When Death Cab for Cutie Overcame Deep Adversity on Transitional ‘Photo Album’
A transitional project in every way, The Photo Album arrived in October 2001 with Death Cab for Cutie in flux - and it sounds like it. Still ahead was the brilliant, career-making Transatlanticism but, at this point, Death Cab were still searching for a sense of direction, a drummer and, most frustratingly, day jobs.
The often-dreary 2000 release We Have the Facts and We’re Voting Yes confronted these struggles head on, notably in "The Employment Pages," as a desperately poor Ben Gibbard was reduced to applying for a position at a local hardware store – only to get turned down.
That earlier album was the last to feature contributions from drummer Nathan Good, who'd been with Death Cab for Cutie since 1997's You Can Play These Songs With Chords.
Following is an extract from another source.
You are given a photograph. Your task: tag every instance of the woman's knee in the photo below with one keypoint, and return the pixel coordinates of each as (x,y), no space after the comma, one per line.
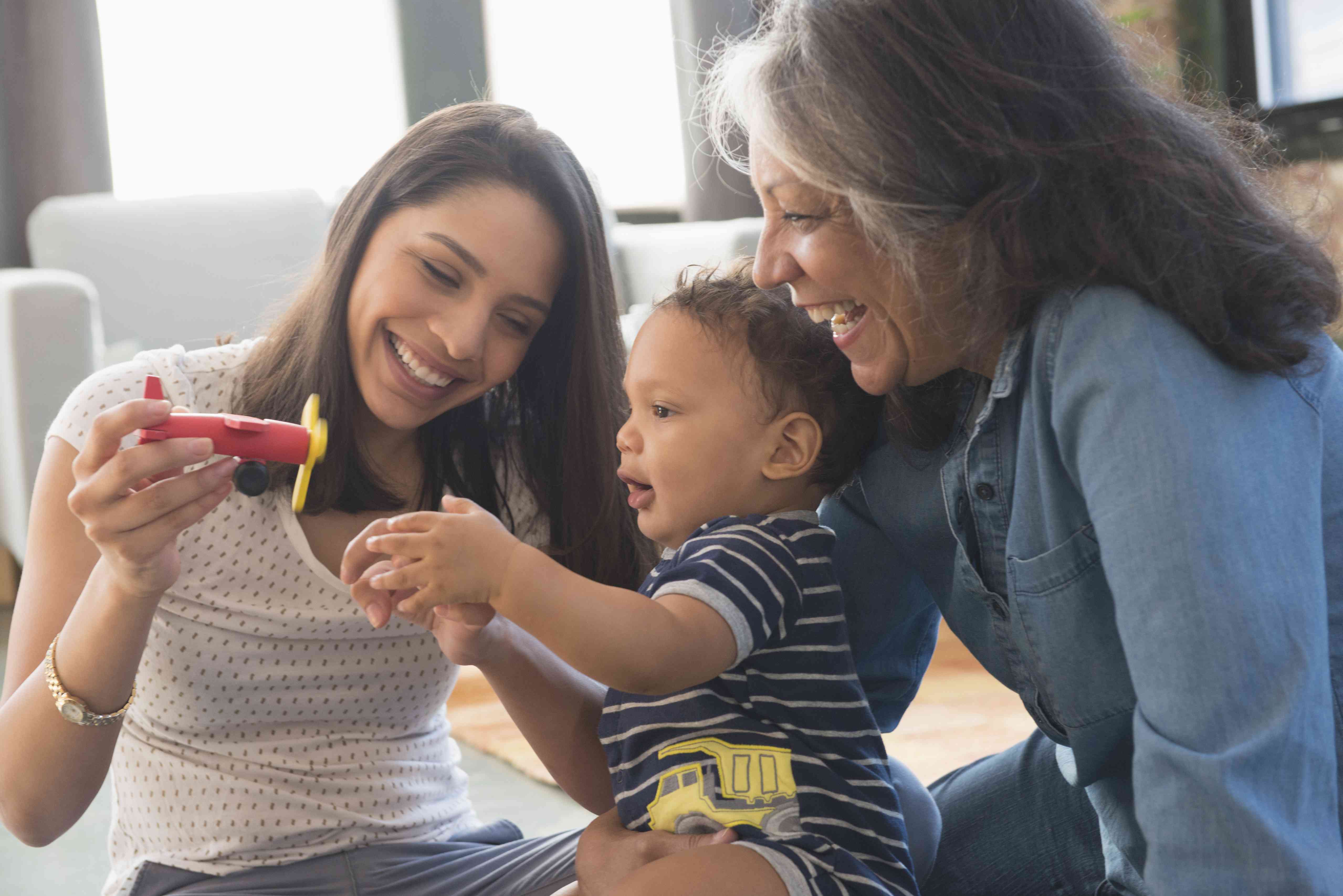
(923,819)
It was also their first after moving from Bellingham, Wash. (where Gibbard and bassist Nick Harmer had attended Western Washington University) to Seattle, in an effort to grow from a promising local band to a national touring act.
All of this turbulence made for an uneven creative process, and an uneven album, though glimmers of promise remain.
Certainly, they offered hooky, purposeful moments like "A Movie Script Ending" and "I Was a Kaleidoscope," the latter of which Gibbard has said was "about a winter's day," amid the intimate lyricism of "We Laugh Indoors" and "Steadier Footing." In fact, this project includes some of Ben Gibbard's most accomplished observational moments to date.
"In the past, I've always tried to cloak stuff and dance around the meanings in the lyrics," Gibbard told Under the Radar in 2002. "I'm starting to come around to more straightforward lyric writing; I've been trying to do more of a Raymond Chandler thing, just keep it really simple."
But here he's still discovering his own voice, and still trying to build an album-length framework for it, even as those earlier songs are delivered amongst the seething anger of "Why You'd Want to Live Here" and then "Styrofoam Plates," an acidic rejoinder to a now-dead absentee father. "Blacking Out the Friction" attempts to find some balance, pairing a lonesome electric piano with flinty guitar bursts, but The Photo Album ultimately never achieves the internal rhythm which one day made their deeply emotional song cycles soar.
The truth is, Death Cab for Cutie were at loose ends. Almost five years into their musical career, they still hadn't nailed down much beyond a distinctive name taken from a Bonzo Dog Doo-Dah Band tune featured in the Beatles' Magical Mystery Tour film.
Listen to Death Cab for Cutie Perform "A Movie Script Ending"
They recorded You Can Play These Songs With Chords as a cassette-only release on Bellingham's Elsinor label, with Gibbard and former guitarist Chris Walla handling producing duties on a late-'70s-era 80-8 reel-to-reel tape machine. Still dreaming of the big time, Death Cab used the same machine on 1998's heartfelt Something About Airplanes even as critics and fans alike started saddling them with the dreaded "emo" tag.
"People are writing about your band — I mean, how cool is that?" Walla countered, in the same talk with Under the Radar. "Does it really matter what anybody calls you? Sure, we're an emo band, but we're also a rock band. We're also a twee band. We're also an indie pop band. It doesn't really matter to me at all."
If Death Cab didn't yet have a concrete musical persona, they had even more problems nailing down a regular drummer. (Good's replacement Michael Schorr only lasted through The Photo Album era; Jason McGerr took over before Transatlanticism, and thankfully remains.) Once close knit, they suddenly seemed to be going in opposite directions.
"When we moved to Seattle, everybody kind of disappeared into different corners of the city and it was a very difficult time for the band," Ben Gibbard told MTV in 2011. "It was a time where ... there was the possibility we might break up or stop playing music. So, yeah, it was kind of difficult."
What saved them, beyond those moments when The Photo Album pointed the way toward future triumphs, was a return to the road. "We've played a lot of [these songs] live for so long that we were able to work out a lot of the bugs in the arrangements early on," Gibbard told Under the Radar. "Touring with a lot of those songs [made] it a lot easier to hop in the studio, bang it right out and have it sound a lot more confident."
The songs here, like the band itself, has continued to mature through live performances. The Photo Album, though it failed to chart, provides the first clear inklings of where Death Cab for Cutie will go on the gold-selling Transatlanticism and into a string of consecutive Top 10 Billboard hits beginning with 2005's Plans.
"There's a quote from Bob Dylan that I really like: He said the best versions of his songs were never recorded; they were played out on the road somewhere," Gibbard told Cleveland.com in 2012. "When I listen to our older records, there's an element of seeing a high-school photograph of yourself I'm struck by how much a song may have changed – how differently I play it and how differently I sing it compared to five years ago or whatever.
"For some people, the album version of, say, 'A Movie Script Ending' is the definitive version. But I've played that song thousands of times now," he added. "To me, the song that I know as 'Movie Script Ending' sounds nothing like the album version. It's maybe a little faster. The dynamics have changed. And I sing it a lot more confidently than I did back then, when I was more shy about my voice."